The following recommendations were read out to the committee.  They were proposed by the chair and seconded by Cllr Andrews.  The recommendations were carried unanimously




Having reviewed the impact of the pandemic on mental health and wellbeing of pupils in schools, the committee recommended that:


a)         If/when a child is excluded from a school, the money follows the child within a month so that their special /mental health needs are addressed quickly.  To include lobbying the CCG for funding

b)         A report and methodological approach is prepared to review the progress at the CYPSC meeting, including national comparator data to report to the committee about what action planning Herefordshire is considering to address the problems within our county.

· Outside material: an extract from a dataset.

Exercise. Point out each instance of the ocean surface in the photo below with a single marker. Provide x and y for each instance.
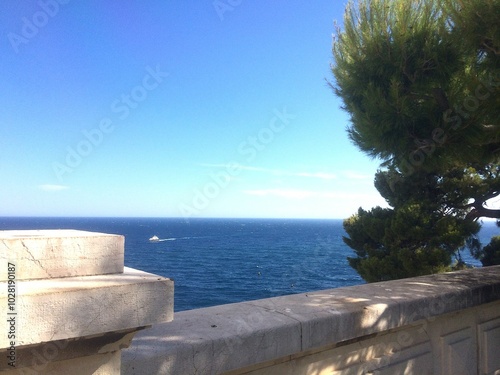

c)         A review be undertaken and a report be prepared on the impact of COVID ‘enrichment’ initiatives, including the WEST programme, is reviewed and the analysis provided as to which schools have been involved in this initiative, including how many schools knew about it.

d)         Consideration be given to a T+F group or spotlight review with schools to encourage and support parents to ask for and take up the various mental health initiatives in their school setting.  To be added to the work programme.

e)         More resource to be allocated for Brookfield’s and the other special schools – with particular emphasis on investment in early years, and Yr 1 and 2 to prevent problems being exacerbated in relation to the impact of COVID

f)          CYPSC to lobby local MPs to lobby DfE to prioritise funding, supported by a funding bid and business case, to fund two attendance officers… Ceri Morgan/Hilary Jones/Matthew Sampson to send text.